Sarebbe già tanto se seguissimo questi due sentieri, sapendo delle loro convergenze parallele. Che è il vero valore del fare scuola oggi.
Viviamo in un’epoca di continua accelerazione, perenne innovazioni, magari senza un perché, un per chi, in vista di che. Si corre, si insegue.
Tempo, dunque, frenetico, che tentiamo di metabolizzare affidandoci, per non restare senza respiro, alle infinite distrazioni individualistiche, alla sensazione che pensarci troppo faccia troppo soffrire. Meglio non pensarci troppo.

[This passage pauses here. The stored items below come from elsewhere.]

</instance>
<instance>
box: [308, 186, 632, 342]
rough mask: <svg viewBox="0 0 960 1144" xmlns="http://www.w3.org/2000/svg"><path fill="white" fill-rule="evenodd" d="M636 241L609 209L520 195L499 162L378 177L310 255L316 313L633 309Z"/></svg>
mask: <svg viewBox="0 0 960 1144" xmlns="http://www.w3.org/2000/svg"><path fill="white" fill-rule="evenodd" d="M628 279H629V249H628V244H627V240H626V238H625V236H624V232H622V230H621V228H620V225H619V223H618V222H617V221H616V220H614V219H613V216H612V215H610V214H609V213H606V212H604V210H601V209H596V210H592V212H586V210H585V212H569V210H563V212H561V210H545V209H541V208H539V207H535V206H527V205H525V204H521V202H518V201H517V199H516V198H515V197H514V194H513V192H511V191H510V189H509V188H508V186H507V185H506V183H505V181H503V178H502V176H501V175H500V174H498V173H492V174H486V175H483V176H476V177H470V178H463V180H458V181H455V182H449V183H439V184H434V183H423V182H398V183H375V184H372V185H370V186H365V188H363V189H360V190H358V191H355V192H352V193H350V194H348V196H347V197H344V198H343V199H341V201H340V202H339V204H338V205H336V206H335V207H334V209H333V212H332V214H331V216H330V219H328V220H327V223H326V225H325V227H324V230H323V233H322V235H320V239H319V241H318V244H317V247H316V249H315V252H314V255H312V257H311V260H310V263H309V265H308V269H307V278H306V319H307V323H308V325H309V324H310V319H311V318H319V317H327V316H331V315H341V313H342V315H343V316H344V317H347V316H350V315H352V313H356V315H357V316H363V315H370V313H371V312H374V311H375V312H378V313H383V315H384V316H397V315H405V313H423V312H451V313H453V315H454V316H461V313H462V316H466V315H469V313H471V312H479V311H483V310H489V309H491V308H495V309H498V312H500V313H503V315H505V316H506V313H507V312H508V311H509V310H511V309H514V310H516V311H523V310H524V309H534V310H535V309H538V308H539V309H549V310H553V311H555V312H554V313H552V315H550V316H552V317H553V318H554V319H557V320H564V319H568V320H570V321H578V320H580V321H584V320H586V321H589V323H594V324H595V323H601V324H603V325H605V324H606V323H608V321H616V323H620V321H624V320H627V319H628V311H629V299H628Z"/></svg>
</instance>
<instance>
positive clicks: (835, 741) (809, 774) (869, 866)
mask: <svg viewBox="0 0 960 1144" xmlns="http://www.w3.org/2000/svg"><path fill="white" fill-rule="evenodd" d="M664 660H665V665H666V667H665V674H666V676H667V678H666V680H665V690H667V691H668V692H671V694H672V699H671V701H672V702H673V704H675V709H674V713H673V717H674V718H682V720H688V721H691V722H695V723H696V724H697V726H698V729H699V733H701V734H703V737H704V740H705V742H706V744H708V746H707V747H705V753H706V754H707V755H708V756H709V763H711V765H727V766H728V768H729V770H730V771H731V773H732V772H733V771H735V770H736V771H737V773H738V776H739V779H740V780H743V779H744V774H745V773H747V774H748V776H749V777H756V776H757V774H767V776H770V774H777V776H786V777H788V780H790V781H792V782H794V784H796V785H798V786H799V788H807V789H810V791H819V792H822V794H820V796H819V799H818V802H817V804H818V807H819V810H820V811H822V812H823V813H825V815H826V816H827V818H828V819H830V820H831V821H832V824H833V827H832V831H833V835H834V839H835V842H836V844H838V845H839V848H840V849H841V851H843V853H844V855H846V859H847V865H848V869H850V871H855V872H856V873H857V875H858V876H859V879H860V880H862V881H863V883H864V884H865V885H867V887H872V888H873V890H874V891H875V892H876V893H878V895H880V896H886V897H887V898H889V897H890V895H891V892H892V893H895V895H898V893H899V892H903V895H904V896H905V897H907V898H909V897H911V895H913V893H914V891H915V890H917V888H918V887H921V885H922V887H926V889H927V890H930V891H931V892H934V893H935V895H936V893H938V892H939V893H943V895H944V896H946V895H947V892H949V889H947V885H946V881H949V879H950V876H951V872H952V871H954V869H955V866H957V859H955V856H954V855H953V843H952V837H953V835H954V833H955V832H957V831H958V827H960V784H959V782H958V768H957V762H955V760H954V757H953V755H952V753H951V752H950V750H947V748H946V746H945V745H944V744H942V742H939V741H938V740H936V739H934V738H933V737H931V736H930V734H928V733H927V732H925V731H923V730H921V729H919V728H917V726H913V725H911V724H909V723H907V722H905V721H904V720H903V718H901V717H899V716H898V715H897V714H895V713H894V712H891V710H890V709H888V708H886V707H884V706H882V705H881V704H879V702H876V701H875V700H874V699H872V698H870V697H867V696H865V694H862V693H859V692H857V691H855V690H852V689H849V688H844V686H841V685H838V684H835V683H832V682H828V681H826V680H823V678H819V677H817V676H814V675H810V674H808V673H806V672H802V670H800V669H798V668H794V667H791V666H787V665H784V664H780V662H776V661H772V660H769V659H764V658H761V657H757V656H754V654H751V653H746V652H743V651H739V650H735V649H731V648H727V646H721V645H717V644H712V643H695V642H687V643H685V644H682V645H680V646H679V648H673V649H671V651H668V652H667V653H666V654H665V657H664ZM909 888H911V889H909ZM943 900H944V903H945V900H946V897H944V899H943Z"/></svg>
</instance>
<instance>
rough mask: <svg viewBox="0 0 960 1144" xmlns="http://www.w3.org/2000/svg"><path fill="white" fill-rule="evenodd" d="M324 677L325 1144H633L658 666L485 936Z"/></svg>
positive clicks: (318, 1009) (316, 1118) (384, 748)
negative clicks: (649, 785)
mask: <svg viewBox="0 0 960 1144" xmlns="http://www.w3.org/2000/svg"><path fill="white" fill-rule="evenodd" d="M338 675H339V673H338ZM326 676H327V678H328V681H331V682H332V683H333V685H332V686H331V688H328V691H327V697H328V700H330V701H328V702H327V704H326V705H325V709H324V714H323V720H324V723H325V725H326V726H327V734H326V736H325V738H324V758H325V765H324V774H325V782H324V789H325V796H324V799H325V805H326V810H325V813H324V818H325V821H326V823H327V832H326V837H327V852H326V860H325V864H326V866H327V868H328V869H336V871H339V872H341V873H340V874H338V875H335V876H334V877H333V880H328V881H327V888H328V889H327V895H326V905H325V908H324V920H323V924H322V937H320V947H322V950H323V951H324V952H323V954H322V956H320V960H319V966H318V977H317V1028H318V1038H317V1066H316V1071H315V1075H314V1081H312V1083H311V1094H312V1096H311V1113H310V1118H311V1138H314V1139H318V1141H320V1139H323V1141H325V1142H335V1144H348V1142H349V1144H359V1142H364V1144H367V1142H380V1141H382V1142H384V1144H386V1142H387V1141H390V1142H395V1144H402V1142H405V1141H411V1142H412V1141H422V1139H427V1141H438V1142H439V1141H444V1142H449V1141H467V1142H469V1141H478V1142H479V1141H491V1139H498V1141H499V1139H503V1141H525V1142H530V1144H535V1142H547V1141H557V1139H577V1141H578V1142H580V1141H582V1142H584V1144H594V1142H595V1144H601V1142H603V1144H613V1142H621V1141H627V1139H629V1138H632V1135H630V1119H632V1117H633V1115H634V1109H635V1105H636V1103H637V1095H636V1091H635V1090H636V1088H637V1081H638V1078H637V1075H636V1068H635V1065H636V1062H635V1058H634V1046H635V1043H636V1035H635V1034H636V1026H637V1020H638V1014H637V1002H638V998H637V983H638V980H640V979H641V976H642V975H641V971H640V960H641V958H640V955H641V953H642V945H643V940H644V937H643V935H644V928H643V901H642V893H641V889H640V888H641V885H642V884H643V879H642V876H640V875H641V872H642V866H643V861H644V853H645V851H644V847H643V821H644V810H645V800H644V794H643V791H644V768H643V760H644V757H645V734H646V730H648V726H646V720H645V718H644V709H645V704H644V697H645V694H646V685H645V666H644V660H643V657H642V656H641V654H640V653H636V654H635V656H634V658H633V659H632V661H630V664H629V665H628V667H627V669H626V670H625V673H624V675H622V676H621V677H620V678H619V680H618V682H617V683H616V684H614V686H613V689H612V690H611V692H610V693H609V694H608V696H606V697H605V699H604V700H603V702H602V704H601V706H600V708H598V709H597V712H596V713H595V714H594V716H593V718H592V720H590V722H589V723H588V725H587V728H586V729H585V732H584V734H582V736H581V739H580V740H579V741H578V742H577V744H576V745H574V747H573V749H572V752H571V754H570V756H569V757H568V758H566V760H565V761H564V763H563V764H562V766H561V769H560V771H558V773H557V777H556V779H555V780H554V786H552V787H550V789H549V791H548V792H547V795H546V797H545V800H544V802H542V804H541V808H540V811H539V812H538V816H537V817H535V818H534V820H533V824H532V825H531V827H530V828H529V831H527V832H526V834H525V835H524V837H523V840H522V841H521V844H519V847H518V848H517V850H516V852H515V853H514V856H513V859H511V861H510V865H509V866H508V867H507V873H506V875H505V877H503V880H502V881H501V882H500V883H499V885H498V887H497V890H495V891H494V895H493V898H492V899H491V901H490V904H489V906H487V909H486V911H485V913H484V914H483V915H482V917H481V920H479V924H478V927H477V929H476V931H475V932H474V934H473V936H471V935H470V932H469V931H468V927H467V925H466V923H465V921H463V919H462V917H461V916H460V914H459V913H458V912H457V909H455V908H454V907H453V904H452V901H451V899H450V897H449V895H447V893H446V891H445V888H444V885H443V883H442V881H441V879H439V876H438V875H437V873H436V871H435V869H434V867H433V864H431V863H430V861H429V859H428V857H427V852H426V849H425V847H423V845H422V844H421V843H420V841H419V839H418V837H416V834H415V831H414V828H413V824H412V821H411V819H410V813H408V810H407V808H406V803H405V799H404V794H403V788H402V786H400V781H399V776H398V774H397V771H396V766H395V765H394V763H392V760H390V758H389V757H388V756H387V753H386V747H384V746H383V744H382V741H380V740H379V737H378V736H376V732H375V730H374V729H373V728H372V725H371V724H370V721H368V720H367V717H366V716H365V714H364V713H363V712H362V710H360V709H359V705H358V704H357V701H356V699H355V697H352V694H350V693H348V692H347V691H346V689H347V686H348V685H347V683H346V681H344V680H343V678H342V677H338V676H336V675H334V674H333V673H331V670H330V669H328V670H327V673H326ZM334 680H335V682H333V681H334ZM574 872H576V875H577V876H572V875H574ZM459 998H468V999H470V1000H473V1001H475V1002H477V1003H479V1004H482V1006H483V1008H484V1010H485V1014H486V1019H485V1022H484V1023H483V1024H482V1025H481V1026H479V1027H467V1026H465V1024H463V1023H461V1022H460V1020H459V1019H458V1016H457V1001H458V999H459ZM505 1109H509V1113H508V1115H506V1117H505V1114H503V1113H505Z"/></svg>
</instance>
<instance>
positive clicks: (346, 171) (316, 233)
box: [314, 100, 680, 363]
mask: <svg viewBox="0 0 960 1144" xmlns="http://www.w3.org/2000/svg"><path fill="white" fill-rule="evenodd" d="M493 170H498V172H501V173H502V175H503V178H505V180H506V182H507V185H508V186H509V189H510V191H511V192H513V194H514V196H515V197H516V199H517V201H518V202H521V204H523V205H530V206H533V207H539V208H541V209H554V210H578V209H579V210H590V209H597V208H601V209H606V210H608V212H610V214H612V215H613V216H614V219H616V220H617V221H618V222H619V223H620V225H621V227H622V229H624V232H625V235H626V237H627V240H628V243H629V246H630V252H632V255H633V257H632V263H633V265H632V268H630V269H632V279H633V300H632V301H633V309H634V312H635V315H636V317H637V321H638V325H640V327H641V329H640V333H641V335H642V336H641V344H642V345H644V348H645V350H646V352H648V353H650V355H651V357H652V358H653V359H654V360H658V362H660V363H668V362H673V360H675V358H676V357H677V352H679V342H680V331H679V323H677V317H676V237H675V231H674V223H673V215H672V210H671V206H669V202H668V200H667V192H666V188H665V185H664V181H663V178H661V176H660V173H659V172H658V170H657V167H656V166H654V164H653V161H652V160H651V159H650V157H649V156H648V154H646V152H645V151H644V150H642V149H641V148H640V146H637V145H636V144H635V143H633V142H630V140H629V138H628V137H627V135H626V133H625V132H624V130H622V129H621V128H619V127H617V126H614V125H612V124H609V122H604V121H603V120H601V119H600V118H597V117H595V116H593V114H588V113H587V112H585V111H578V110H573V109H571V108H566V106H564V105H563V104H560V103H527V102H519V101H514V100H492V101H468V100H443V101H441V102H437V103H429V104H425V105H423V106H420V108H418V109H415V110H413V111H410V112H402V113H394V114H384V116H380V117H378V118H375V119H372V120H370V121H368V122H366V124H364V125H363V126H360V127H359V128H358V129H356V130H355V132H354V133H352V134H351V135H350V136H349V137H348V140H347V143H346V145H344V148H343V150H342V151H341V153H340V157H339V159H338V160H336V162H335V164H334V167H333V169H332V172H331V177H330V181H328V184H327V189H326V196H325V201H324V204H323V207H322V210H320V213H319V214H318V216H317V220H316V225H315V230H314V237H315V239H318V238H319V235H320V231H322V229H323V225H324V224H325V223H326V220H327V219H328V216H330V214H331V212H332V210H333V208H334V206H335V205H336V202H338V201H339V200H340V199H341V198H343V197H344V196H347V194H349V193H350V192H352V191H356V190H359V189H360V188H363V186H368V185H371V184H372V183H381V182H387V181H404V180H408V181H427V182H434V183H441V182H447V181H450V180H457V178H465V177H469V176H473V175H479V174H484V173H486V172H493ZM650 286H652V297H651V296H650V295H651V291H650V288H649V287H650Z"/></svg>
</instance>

Perché il tempo, lo vediamo, corre senza un ritmo evidente. Così finiamo per limitarci ad un tempo atomizzato, frammentato, disarticolato. Ognuno solo con se stesso.
Le tecnologie ci offrono più opportunità? All’apparenza.
Nulla viene percepito e visto in prospettiva, secondo una durata. Anche noi sembriamo fatti di tanti frammenti di quotidianità. Senza legami. Carpe diem.
L’unico sfogo è sul nostro corpo, visto come l’unico punto fermo. Basta la salute. Ecco il boom delle palestre.
La santificazione del corpo come surrogato del vuoto di mondo, di relazioni, di un qualche “Dio”, nel senso di un Altro che dona senso.
Non c’è nessun senso, come canta Vasco. Ognuno se lo dà, o almeno ci prova.
Difficile fare scuola, in questo contesto, al di là del mero interesse utilitaristico per il voto e per il pezzo di carta. Difficile, ancor più, proporre un sostrato culturale, che nemmeno tanti presidi e docenti riescono piú a pensare e a proporre.
Eppure non c’è alternativa. La vera sfida, contro il vuoto nozionismo, del fare scuola oggi. Una bellissima quotidiana sfida.